From the highest to the lowest person in society, every one felt the increasing evils that, crowded round the sinking state. Actual want had already begun to pinch the poor ; the loss of almost every comfort affected the next in rank ; and luxuries of all kinds were discarded from the tables of the highest class. Military contributions were heavily exacted from the moneyed men ; the merchants lost their commerce; the shop keepers their wonted supplies. Even the Viceroy himself held his power by no enviable tenure ; being surrounded by a suspicious and turbulent population, and by an army, to whose criminal insubordination alone he owed his authority. The city was invaded by a cautious and skilful general on land, and blockaded by an enterprising commander at sea ; and to wind up the evils of this ill fated city, many of those men from whose steady and sincere support much might have been expected, were wasting their time in useless reproaches and recriminations.

Two years antecedent to this period, when an attack from Chili was first seriously apprehended, it had been suggested by some clear sighted individuals, that the trade of Lima should be thrown open ; whereby the treasury, filled by the increased receipts of the customs, would be able to meet the, expenses of a defensive war. As these very persons were amongst the number who derived the greatest benefit from the existing monopoly, it was much to the credit of their sagacity, that they foresaw more ample personal profits from a fair competition, than from their portion of monopoly. Simple and effectual as the above proposal seemed, as far as the immediate security of the state was concerned, the local authorities hesitated to adopt it without licence from Spain : every one acquainted with the subject foresaw the issue of an appeal to that quarter, on a question of free colonial trade. In the meantime. the Chilian squadron put an end to the discussion by enforcing the celebrated Spanish Code, the Laws of the Indies, as to the Lima trade : the port was blockaded, and the treasury remained empty. The consequent bitter reproaches and taunts, now that they were too late, took a still more virulent character from the state of affairs ; so that these and similar topics were discussed in a temper little suited to lead, even in theory, to useful conclusions ; still less to that practical cordiality so essential to the welfare of the state, at such a moment.

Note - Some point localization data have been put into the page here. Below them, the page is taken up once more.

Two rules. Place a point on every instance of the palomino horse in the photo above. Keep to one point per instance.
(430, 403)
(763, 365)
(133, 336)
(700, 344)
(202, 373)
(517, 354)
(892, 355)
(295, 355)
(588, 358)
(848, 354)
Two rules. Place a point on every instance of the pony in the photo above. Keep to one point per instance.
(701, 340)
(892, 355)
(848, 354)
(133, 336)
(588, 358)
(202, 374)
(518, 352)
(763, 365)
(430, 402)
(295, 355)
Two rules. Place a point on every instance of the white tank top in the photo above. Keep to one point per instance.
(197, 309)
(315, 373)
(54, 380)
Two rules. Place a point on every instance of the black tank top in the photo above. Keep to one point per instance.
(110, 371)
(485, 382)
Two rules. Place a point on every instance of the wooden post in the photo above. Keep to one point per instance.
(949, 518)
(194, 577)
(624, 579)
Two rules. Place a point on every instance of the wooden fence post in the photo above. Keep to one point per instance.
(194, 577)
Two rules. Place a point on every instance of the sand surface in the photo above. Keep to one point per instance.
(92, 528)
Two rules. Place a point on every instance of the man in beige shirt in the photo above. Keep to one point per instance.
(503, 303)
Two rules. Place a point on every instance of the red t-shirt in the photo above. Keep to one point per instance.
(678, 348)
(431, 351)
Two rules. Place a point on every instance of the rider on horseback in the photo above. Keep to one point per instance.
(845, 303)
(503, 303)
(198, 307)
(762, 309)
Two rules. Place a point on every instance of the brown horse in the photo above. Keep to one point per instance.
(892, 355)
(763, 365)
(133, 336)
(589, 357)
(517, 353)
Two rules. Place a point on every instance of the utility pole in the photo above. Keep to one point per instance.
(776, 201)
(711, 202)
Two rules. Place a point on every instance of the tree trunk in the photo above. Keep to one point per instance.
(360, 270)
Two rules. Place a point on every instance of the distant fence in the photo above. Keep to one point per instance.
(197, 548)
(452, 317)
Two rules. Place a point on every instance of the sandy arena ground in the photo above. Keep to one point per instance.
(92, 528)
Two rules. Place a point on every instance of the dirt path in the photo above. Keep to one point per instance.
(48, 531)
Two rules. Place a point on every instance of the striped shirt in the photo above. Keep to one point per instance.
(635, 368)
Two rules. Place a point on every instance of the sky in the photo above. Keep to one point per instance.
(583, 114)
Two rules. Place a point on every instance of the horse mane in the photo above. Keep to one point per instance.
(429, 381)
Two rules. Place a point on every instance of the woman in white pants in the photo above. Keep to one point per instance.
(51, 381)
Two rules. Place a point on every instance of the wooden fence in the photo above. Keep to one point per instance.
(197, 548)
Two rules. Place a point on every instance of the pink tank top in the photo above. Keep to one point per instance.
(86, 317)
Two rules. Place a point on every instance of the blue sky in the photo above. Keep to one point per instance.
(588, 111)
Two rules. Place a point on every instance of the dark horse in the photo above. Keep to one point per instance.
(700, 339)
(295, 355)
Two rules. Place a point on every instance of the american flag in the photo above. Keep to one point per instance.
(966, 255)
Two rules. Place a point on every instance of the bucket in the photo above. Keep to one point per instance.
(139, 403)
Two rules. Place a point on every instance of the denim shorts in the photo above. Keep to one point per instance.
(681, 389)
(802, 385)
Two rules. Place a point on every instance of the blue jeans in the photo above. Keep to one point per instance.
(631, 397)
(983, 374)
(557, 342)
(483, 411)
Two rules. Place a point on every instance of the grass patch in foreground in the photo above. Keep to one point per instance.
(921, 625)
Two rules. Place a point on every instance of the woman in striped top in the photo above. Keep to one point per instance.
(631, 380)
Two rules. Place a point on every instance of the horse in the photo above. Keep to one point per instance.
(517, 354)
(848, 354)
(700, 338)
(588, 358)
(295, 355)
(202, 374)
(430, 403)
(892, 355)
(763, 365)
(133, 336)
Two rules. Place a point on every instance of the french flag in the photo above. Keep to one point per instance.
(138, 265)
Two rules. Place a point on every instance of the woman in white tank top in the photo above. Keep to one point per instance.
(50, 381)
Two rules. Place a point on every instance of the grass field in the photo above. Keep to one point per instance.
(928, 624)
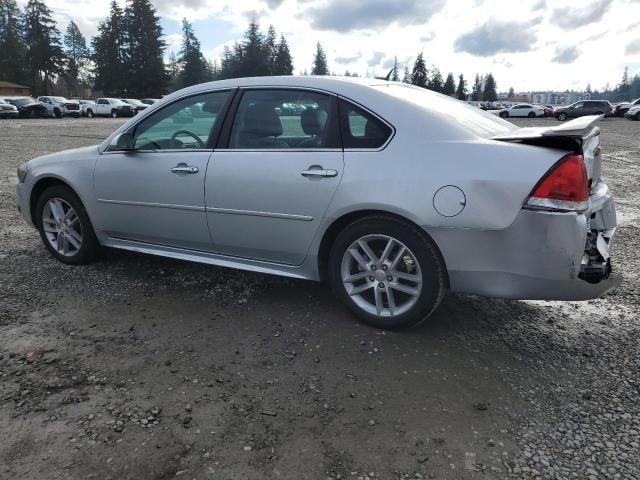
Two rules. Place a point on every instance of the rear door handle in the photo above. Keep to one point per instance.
(183, 168)
(319, 172)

These ruinous dissensions were still further fomented by the new spirit of independence, which, early in the campaign, pervaded the country, but had not heretofore attained the same height in Lima as in other parts of South America; owing, perhaps, to its containing a far greater proportion of Old Spaniards of wealth and consequence. Be the cause what it may, the vigilance of Government had hitherto succeeded in keeping down the expression of such feelings ; but now this was no longer possible, and every day raised the hopes, and added to the numbers, of the Independent party.